Second Place - $3,000: Environmental, Energetic and Economic Potential of Biochar

photo of Johannes Lehman accepting 2nd Prize

Investigators: Johannes Lehmann (C&SS), Norm Scott (B&EE), Brent Gloy (AE&M), Antonio Bento (AE&M), Stephen Younger (CFNP), Janice Thies (C&SS), John Gaunt (C&SS), Lindsay Anderson (B&EE), Drew Lewis (CUAES), Francis Vanek (C&EE)

This project seeks to quantify the economic, energetic, and environmental potential of biochar at scales from local to global, through an interdisciplinary team based at Cornell. Biochar is the stable, carbon-rich product produced by thermal decomposition when biomass is heated in an anoxic environment (pyrolysis). First studied in the fertile Terra Preta soils of the Amazon, it can also be produced today in modern bioenergy systems. Its potential uses are directly linked to major global issues of sustainability such as climate change, energy production, fertilizer use efficiency and soil health.

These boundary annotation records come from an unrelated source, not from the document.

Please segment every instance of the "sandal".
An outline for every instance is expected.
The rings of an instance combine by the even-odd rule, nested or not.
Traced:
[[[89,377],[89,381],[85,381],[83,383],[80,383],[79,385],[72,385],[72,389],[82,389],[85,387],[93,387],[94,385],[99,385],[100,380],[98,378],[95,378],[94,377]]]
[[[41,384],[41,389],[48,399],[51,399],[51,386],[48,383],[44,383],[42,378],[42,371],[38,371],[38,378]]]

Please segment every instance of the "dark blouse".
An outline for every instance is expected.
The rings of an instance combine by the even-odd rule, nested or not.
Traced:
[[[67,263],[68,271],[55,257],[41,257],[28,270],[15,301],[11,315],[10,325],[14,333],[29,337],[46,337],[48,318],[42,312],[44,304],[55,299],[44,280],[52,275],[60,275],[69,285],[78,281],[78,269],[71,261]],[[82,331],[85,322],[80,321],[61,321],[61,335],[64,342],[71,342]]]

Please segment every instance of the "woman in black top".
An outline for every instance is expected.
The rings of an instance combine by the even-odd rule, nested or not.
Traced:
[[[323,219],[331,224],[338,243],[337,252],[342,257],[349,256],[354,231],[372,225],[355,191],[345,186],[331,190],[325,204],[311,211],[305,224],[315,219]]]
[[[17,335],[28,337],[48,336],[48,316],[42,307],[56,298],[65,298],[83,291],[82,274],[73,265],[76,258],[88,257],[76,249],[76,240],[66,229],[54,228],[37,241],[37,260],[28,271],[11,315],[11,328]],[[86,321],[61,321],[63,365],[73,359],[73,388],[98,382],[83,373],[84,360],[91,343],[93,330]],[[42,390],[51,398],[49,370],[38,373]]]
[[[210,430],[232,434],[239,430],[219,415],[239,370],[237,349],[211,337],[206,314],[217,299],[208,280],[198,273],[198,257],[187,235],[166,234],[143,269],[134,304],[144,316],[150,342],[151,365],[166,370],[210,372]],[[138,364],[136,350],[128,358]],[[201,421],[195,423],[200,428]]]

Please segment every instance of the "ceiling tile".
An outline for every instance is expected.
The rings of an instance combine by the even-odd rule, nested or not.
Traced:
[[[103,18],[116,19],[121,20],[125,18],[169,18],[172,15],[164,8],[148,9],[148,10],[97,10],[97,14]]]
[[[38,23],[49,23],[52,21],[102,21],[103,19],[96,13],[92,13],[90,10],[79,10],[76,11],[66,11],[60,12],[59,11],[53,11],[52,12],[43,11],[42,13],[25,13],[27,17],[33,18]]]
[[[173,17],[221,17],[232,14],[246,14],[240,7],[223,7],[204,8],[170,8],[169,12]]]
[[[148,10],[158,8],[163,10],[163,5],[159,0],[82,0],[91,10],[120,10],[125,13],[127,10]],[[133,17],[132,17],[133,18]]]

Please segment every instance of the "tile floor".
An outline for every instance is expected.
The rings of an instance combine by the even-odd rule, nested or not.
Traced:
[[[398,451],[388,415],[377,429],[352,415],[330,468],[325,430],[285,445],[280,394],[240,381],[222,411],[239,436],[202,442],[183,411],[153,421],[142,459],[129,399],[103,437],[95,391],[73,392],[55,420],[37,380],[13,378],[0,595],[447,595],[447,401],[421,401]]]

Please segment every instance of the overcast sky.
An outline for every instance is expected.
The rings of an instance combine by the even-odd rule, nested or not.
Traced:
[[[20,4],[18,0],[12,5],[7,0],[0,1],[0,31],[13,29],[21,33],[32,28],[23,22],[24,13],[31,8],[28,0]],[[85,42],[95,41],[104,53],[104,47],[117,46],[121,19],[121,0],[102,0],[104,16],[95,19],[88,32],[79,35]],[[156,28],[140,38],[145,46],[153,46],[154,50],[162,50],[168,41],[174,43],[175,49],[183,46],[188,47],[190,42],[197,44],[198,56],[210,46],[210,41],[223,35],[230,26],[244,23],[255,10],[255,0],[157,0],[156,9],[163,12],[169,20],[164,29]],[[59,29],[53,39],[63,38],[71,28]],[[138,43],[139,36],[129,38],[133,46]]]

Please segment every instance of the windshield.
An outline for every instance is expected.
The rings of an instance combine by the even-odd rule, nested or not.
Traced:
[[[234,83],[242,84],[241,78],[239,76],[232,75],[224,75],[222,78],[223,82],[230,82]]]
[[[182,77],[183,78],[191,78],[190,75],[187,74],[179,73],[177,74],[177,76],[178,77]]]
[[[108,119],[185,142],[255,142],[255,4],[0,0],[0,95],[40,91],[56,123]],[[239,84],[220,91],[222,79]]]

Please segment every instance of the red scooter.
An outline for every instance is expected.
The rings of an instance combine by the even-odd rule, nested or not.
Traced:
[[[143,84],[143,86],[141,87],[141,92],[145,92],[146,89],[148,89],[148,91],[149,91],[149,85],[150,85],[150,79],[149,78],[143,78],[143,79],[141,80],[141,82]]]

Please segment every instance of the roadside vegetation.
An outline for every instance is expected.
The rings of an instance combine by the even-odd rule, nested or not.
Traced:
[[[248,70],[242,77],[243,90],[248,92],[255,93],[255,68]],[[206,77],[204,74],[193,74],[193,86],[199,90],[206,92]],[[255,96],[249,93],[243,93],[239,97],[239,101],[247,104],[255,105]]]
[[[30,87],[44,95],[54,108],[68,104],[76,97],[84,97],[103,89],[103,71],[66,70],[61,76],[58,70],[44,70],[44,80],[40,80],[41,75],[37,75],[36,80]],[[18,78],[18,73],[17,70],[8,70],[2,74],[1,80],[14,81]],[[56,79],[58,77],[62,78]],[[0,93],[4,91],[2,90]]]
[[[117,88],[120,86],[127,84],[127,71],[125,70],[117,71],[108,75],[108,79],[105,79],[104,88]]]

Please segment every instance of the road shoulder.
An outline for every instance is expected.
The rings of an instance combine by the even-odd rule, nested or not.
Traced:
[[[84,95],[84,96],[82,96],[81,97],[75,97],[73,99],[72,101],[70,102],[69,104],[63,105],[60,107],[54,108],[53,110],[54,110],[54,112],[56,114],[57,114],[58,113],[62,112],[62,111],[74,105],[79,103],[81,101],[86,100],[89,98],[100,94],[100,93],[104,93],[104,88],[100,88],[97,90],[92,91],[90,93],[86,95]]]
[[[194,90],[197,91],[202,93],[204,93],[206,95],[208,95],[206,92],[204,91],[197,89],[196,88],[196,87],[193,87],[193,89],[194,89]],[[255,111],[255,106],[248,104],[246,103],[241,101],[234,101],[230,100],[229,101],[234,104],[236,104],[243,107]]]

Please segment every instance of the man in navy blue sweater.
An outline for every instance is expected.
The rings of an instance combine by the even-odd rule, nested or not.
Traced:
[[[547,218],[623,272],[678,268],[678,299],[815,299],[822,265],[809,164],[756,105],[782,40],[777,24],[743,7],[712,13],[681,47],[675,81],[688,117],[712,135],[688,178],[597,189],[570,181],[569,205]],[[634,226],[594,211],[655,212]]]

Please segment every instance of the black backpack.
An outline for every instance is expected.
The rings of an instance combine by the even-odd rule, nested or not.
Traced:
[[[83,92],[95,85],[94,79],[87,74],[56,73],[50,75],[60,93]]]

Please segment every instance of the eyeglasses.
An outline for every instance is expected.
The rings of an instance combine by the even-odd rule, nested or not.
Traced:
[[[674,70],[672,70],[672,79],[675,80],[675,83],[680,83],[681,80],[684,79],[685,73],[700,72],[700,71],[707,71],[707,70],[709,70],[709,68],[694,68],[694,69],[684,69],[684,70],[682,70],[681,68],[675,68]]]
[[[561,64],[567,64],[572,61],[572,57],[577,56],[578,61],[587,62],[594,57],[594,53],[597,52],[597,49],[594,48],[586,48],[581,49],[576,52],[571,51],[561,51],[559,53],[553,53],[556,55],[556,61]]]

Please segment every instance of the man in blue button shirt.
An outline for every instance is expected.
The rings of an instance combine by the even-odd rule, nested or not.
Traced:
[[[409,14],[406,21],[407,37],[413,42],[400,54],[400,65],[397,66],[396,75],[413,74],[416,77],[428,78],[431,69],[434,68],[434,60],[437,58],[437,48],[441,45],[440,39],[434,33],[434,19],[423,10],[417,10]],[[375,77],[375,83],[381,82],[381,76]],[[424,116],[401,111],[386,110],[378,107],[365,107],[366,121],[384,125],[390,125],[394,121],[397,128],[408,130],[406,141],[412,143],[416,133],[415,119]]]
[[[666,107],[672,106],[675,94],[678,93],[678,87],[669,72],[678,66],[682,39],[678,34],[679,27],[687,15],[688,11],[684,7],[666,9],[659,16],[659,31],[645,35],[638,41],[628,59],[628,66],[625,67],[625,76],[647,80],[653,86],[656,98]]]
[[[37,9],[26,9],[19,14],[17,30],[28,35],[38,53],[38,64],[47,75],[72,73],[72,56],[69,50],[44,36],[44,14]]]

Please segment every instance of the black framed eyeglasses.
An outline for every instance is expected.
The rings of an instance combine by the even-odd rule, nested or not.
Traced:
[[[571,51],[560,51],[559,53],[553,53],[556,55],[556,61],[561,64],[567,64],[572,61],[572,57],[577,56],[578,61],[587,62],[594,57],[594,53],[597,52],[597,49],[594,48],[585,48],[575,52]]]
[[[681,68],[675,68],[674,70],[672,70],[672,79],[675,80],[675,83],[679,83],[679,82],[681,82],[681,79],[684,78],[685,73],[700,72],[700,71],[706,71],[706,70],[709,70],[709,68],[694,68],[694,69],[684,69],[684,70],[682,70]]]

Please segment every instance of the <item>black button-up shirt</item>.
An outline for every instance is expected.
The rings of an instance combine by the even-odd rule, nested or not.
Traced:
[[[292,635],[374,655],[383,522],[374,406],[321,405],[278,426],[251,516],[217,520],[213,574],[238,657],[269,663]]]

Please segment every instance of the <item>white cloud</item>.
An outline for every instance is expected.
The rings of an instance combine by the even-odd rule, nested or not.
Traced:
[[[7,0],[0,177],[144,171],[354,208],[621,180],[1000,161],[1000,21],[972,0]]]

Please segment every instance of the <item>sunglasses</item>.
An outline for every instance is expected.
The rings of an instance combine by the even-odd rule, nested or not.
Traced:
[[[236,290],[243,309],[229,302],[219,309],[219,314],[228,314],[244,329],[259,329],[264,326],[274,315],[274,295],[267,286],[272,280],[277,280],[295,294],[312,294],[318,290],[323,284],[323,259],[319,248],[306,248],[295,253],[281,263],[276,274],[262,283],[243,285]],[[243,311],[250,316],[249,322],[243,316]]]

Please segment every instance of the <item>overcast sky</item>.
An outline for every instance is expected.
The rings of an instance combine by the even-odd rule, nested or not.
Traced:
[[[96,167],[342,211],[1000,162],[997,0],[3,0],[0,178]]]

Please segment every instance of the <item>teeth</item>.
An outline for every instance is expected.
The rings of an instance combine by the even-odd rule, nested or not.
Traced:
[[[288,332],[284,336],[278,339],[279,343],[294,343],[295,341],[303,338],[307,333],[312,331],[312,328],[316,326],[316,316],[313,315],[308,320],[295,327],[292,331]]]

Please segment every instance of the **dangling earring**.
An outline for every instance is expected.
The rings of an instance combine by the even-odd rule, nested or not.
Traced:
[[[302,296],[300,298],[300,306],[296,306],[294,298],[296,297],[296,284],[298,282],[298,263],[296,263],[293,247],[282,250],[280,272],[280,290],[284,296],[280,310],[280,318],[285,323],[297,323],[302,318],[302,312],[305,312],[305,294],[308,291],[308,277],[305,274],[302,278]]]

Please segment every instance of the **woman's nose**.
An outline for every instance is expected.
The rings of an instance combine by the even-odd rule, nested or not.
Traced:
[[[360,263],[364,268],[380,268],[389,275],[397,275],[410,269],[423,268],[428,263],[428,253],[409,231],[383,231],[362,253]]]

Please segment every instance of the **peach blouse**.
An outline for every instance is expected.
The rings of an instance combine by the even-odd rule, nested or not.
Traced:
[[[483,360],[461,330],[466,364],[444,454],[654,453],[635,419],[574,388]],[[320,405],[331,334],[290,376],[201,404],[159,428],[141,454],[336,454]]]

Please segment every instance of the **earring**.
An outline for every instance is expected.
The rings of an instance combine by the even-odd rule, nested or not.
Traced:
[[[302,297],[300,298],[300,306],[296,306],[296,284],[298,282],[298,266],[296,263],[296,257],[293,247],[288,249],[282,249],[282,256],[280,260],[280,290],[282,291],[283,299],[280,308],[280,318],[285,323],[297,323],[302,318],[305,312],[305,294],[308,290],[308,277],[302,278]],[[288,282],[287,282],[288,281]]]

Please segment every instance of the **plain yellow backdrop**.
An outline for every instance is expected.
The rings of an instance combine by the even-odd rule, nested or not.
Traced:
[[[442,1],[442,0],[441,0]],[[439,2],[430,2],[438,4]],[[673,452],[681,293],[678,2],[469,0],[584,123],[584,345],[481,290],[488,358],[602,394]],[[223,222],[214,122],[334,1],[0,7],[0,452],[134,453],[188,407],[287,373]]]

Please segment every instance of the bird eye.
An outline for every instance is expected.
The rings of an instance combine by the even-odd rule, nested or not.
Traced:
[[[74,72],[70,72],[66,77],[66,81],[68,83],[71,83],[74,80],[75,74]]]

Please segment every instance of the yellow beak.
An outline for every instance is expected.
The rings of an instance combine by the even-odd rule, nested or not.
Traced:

Third Place - $1,000: Vibro-Wind Technology: Alternative Wind Energy Systems for Buildings

photo of Frank Moon accepting Second Prize

Investigators: Francis Moon (M&AE), Ephrahim Garcia (M&AE), Hod Lipson (M&AE), Charles Williamson (M&AE), Wolfgang Sachse (T&AM, M&AE), Kevin Pratt (ARCH)

The focus of this project is to investigate the principles and feasibility of 'vibro-wind power' i.e. harvesting energy from the wind as it flows around commercial and residential buildings as an alternative to conventional rotary wind turbines. The basic science involves energy extraction from bodies induced to vibrate due to the action of fluid flow and vortices around flexible structures. Our approach will be to consider the effects of wind on single or multiple interacting flexible structures, such as cantilevers mounted to a surface with a wide range of length scales from the millimeter to the meter scale.